Compare the equations $\eqref{eq:la2}$ and $\eqref{eq:ell}$ to see that the orbit is an ellipse with $H=\sqrt{\frac{GM}{a}}\cdot b$.

Kepler's 2^nd law

The area is $$A(t,t_0)=\int_{\nu_0}^{\nu} \frac12 r(\nu)\cdot r(\nu)d \nu=\int_{t_0}^{t} \frac12 r(\nu(u))^2\dot\nu(u)d u.$$ Now recall that $r^2\dot\nu=H$ so that $A(t,t_0)=\frac{H}2(t-t_0)$ grows linearly with time.

Kepler's third law

Using $$\mathbf r=a\begin{pmatrix}\cos E-\varepsilon\\ \sqrt{1-\varepsilon^2}\sin E\end{pmatrix} \quad\text{ and } \quad \dot{\mathbf r}=a\dot E\begin{pmatrix}-\sin E\\ \sqrt{1-\varepsilon^2}\cos E\end{pmatrix}$$ we find that $H=|\mathbf r\times\dot{\mathbf r}| = a b(1-\varepsilon \cos E) \dot E$, which integrates to $H t= a b(E-\varepsilon\sin E)$ or $$\begin{equation}\label{eq:Kepler} E-\varepsilon\sin E = \sqrt{\frac{G M}{a^3}} t= \frac{2\pi t}{P}. \end{equation}$$ This is Kepler's equation, where the period $P$ satisfies $$\frac{P^2}{a^3}= \frac{4\pi^2}{GM},$$ Kepler's third law.

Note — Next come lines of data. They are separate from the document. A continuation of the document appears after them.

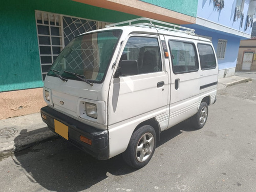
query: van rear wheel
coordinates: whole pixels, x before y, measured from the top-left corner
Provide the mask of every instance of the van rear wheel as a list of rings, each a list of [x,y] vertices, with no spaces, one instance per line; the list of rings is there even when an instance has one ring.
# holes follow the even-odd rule
[[[191,123],[193,126],[198,130],[203,128],[208,117],[208,105],[205,102],[202,102],[197,114],[192,117]]]
[[[131,166],[140,168],[152,157],[156,146],[156,132],[150,125],[144,125],[132,135],[128,147],[123,153],[124,161]]]

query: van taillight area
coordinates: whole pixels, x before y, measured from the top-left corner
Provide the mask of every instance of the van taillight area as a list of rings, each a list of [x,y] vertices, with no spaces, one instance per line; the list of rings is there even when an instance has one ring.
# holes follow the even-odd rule
[[[50,130],[99,160],[109,158],[109,133],[88,125],[46,106],[41,116]]]

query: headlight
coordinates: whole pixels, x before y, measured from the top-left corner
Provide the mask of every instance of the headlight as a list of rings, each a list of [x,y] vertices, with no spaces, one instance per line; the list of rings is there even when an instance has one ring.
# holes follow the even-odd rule
[[[46,97],[46,99],[48,101],[50,101],[50,93],[49,91],[45,90],[45,95]]]
[[[97,106],[95,104],[86,103],[86,114],[89,117],[97,119],[98,115],[97,113]]]

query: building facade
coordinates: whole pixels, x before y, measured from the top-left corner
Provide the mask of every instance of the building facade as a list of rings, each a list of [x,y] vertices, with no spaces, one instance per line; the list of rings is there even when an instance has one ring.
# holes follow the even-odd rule
[[[197,9],[197,0],[2,2],[0,119],[38,112],[46,105],[44,78],[58,54],[74,36],[108,23],[139,17],[193,24]]]
[[[236,71],[256,71],[256,39],[241,41]]]
[[[199,0],[196,24],[185,25],[212,40],[219,77],[234,74],[240,40],[251,36],[255,3],[250,0]]]
[[[196,29],[216,50],[219,76],[232,75],[250,37],[252,0],[18,0],[0,6],[0,119],[39,111],[44,80],[75,36],[140,17]],[[253,13],[253,11],[254,12]]]

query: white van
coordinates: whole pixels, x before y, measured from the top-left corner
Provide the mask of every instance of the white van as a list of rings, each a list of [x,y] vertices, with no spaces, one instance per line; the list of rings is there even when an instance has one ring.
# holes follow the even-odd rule
[[[202,128],[216,100],[216,54],[194,32],[141,18],[75,38],[45,79],[42,120],[98,159],[144,166],[162,131]]]

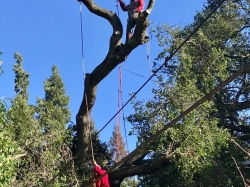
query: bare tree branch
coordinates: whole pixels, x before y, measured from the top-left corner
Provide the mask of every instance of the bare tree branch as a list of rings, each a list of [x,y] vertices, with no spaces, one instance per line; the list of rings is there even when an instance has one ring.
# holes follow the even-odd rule
[[[98,84],[121,62],[125,61],[127,56],[139,45],[148,41],[146,29],[149,25],[148,12],[141,12],[137,20],[133,37],[117,51],[117,46],[121,43],[123,27],[119,17],[111,11],[103,9],[96,5],[93,0],[79,0],[90,12],[109,21],[113,28],[110,37],[109,51],[105,59],[90,73],[86,74],[84,83],[83,100],[76,115],[77,141],[75,158],[76,163],[84,160],[84,153],[87,151],[87,144],[90,140],[90,124],[88,122],[88,113],[91,112],[96,99],[96,89]],[[150,0],[148,10],[152,11],[155,0]],[[87,101],[87,102],[86,102]],[[88,110],[88,111],[87,111]]]

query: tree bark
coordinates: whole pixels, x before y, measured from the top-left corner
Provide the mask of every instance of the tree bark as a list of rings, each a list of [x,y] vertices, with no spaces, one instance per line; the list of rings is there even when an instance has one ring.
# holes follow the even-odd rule
[[[147,17],[153,9],[155,0],[149,0],[147,9],[139,14],[133,37],[119,51],[117,48],[121,44],[123,26],[116,13],[99,7],[93,0],[80,0],[80,2],[93,14],[106,19],[111,24],[113,33],[110,37],[107,56],[90,74],[86,74],[83,99],[76,115],[77,140],[74,152],[76,164],[81,164],[87,154],[90,141],[89,114],[95,103],[97,86],[118,64],[125,61],[136,47],[148,41],[146,36],[146,29],[149,25]]]

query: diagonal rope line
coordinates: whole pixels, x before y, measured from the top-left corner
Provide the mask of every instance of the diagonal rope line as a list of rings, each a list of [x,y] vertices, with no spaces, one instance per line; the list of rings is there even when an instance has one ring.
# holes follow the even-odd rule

Note as well the relation $$\dot E=\sqrt\frac{GM}{a^3}\frac{1}{1-\varepsilon\cos E}.$$

The velocity vector

We finally notice that $$\dot{\mathbf r}=\sqrt{\frac{G M}{a}}\frac{1}{1-\varepsilon\cos E}\begin{pmatrix}-\sin E\\\sqrt{1-\varepsilon^2}\cos E\end{pmatrix} =\frac{\sqrt{a G M}}{r}\begin{pmatrix}-\sin E\\\sqrt{1-\varepsilon^2}\cos E\end{pmatrix},$$ an explicit expression of the velocity vector. With this and Kepler's equation $\eqref{eq:Kepler}$, Newton's equation $\eqref{eq:Newton}$ can be verified directly ex post.